Il s’agit d’un plan d’armistice rédigé principalement par les Américains et les Russes, et cela se voit. Les aspirations légitimes de l’Ukraine, le pays envahi en février 2022, cèdent la place à ce que le projet de 28 points, dont le site Axios a eu un aperçu, semble être une paix «Poutine-Trump». Moscou est réhabilitée au niveau international (levée des sanctions économiques, réintégration au G8) et acquiert de facto un territoire plus vaste que celui déjà occupé, en s’emparant des régions entières de Donetsk et de Louhansk. Les États-Unis, quant à eux, se posent en maîtres de la reconstruction et garants de l’accord par le biais d’un Conseil de paix dirigé par Trump. Un scénario déjà vu à Gaza, écrit Fabio Tonacci dans «La Repubblica».

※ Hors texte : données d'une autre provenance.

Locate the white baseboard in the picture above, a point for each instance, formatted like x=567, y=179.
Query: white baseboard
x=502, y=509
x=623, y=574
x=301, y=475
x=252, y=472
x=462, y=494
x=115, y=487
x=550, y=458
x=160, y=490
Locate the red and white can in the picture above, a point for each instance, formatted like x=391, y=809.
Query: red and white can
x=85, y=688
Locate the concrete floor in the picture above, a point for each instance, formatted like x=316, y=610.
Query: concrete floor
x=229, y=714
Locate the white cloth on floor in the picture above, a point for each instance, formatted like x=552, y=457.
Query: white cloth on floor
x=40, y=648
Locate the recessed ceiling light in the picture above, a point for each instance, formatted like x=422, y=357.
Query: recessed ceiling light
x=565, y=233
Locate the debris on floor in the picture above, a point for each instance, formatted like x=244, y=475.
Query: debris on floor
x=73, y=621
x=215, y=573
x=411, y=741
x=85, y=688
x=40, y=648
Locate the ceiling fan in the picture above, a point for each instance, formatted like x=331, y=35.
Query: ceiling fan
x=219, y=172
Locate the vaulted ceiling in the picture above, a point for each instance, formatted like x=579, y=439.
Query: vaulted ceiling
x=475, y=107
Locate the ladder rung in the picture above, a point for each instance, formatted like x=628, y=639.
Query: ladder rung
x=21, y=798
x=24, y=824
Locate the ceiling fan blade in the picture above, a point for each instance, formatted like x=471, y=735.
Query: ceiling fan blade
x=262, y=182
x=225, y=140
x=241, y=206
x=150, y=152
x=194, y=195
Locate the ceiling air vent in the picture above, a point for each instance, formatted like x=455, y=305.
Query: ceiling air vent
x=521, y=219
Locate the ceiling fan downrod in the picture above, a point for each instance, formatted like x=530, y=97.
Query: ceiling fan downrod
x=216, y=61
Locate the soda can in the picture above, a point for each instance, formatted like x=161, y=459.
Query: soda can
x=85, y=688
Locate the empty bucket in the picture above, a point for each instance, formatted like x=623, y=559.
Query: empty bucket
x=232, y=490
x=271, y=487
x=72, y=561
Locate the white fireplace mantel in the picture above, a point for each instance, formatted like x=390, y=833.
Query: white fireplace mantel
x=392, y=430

Et c’est un plan concocté par des hommes d’affaires chevronnés, habitués à sacrifier torts et raisons au nom d’un bon deal : le promoteur immobilier Steve Witkoff, envoyé spécial du président américain, et Kirill Dimitriev, administrateur du fonds souverain russe. Pour la Maison-Blanche, c’est une bonne affaire, ne serait-ce que parce que les États-Unis perçoivent 50 % des profits générés par les avoirs russes gelés (d’une valeur de 100 milliards de dollars), qui seront investis dans la reconstruction. C’est aussi une bonne affaire pour le Kremlin qui, si les clauses restent inchangées, obtiendra l’amnistie pour tous les crimes de guerre, y compris le massacre de Boutcha, et un engagement de l’OTAN à ne pas s’élargir davantage. Pour les Ukrainiens, c’est un désastre : souveraineté limitée (l’armée sera limitée à 600.000 soldats) et mutilation de leur territoire.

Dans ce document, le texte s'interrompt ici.